The trial court found that when Harrison entered his guilty plea the trial judge had failed to advise him of any possible increased sentence he might receive because of prior convictions and failed to advise him the court was not a party to any agreement he might have reached with the prosecutor.
However, the post conviction court denied relief because the record conclusively showed that the court did not, in fact, increase Harrison's sentence because of prior convictions (the sentences were less than the presumptive sentence and were imposed to run concurrently although the court had advised Harrison that they could be made consecutive) and while there indeed was no written plea agreement the court did, in fact, follow the sentencing recommendation which the state had discussed with Harrison. Therefore, Harrison suffered no harm from the defective advisement. White v. State (1986), Ind., 497 N.E.2d 893.
Although numerous decisions have already applied White retrospectively to cases where the post conviction court had denied relief but the appeal had not been decided at the time White was handed down, Harrison asserts this constitutes a denial of due process.
We disagree.
In White the court held that it was appropriate to look at the entire record to determine whether a petitioner was fully advised and understood his rights. The court also held that as to the advisements prescribed by IC 35-35-1-2 which went beyond those identified in Boykin v. Alabama (1969), 395 U.S. 238, 89 S.Ct. 1709, 23 L.Ed.2d 274, it was necessary for a petitioner to show that he was prejudiced, i.e. that petitioner was thereby misled into entering his plea; that the plea was not knowing and voluntary.

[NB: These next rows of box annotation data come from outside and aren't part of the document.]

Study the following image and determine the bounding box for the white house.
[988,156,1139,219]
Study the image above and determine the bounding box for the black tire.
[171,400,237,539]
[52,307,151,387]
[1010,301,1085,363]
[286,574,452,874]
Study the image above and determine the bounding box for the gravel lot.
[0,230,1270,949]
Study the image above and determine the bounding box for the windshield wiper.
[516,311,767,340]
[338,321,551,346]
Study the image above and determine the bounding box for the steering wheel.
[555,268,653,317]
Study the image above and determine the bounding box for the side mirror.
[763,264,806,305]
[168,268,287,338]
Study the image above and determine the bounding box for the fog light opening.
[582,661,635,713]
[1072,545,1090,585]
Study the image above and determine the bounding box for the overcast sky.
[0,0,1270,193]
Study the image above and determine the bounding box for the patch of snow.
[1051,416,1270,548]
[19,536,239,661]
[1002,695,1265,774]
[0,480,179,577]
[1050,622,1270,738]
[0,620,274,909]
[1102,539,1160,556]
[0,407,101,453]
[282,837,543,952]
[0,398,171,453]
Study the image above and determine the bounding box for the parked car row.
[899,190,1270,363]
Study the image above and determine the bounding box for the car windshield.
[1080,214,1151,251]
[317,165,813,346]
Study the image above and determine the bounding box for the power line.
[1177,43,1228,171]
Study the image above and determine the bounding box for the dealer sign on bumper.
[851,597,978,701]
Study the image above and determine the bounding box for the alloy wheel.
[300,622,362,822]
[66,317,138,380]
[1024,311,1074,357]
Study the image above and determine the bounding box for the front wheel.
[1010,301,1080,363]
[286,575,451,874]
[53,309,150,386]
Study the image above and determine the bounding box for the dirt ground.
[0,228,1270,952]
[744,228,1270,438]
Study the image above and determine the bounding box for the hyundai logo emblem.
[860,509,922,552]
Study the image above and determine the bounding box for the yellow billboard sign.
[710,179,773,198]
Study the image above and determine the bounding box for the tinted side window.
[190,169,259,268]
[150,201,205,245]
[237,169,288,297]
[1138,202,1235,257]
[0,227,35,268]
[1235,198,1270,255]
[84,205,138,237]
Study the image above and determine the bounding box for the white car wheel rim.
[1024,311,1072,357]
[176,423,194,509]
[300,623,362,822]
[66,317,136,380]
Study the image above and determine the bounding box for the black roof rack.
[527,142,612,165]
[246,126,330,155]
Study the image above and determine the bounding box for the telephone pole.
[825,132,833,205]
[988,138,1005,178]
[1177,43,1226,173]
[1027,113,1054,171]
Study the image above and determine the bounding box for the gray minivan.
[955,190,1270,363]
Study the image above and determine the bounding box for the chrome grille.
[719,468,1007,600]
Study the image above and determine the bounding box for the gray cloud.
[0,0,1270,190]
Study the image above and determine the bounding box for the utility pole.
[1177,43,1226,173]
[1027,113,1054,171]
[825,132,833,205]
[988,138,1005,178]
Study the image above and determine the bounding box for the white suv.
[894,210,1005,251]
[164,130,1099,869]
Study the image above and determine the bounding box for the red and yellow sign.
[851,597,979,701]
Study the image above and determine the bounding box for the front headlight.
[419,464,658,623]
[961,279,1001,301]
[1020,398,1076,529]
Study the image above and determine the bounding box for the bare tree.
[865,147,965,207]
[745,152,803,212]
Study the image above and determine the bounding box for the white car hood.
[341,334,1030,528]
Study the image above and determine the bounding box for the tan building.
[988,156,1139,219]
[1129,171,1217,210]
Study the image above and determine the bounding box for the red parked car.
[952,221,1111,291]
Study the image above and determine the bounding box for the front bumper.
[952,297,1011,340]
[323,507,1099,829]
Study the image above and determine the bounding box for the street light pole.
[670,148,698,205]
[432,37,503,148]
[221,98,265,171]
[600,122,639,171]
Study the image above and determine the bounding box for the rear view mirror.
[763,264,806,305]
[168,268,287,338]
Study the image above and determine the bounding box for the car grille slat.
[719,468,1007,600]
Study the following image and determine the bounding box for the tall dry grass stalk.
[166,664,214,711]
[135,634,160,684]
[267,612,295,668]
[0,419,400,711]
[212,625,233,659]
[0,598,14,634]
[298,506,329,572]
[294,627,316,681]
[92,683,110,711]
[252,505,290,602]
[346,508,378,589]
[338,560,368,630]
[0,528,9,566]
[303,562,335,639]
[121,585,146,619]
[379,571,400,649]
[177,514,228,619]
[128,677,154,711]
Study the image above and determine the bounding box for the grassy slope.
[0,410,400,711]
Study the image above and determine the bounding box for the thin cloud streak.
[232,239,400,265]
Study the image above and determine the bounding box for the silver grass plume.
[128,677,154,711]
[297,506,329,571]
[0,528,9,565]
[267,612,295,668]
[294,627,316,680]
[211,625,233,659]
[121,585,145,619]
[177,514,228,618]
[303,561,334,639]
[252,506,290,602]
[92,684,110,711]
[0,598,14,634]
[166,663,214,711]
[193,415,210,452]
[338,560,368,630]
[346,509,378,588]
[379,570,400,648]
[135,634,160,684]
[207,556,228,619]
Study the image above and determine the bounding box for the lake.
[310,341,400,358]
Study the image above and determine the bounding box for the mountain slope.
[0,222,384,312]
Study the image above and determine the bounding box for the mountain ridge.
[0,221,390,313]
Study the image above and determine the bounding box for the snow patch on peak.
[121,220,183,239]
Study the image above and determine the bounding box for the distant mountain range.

It is the second phase of White that Harrison challenges on due process grounds. In that part of its opinion the White court stated that a petitioner for post conviction relief should both plead and prove necessary facts to establish that the trial judge's failure to fully comply with IC 35-35-1-2 rendered the petitioner's decision to plead an involuntary or unintelligent one.
The court has already ruled in Patton v. State (1987), Ind. App., 507 N.E.2d 624, 628 that if a new petition is filed to meet the pleading requirements of White by one of these petitioners, the issues he seeks to raise will not be deemed to have been waived because they were not included in his pre- White petition. Furthermore, we agree with the state that any contention of due process violation in the pleading requirements would arise under the second petition rather than the pre- White petition.
One who claims special prejudice due to the overruling of German v. State, infra, by White.
Secondly, as the discussion in White pointed out, the court's earlier decision in German v. State (1981), Ind., 428 N.E.2d 234 (which demanded strict compliance with IC 35-35-1-2 regardless of whether the convicted person suffered any harm from the defective advisement) when considered in context with the court's other decisions in this area, was clearly concerned with a prophylactic rule to control the conduct of trial court judges in taking guilty pleas. 497 N.E.2d at 900.
Since actual harm to the convicted person arising from the mis- or non-advisement had nothing to do with application of the German rule, convicted persons acquired neither a liberty nor property interest in the rule upon which the due process or due course of law clauses might operate.
It should be borne in mind that even under German, reversal merely vacated the guilty plea. The state was then free to try the person involved.
Finally, since the White requirement is that a petitioner must both plead and prove some harm, there is no need to remand for a rehearing if the record conclusively shows that petitioner suffered no harm from the defect he complains of.
In Harrison's case the record clearly establishes that no increased sentence was imposed because of prior convictions. The court, in fact, complied with the plea agreement. Harrison suffered no harm from either defect.
Affirmed.
SHIELDS, P.J., and STATON, J., concur.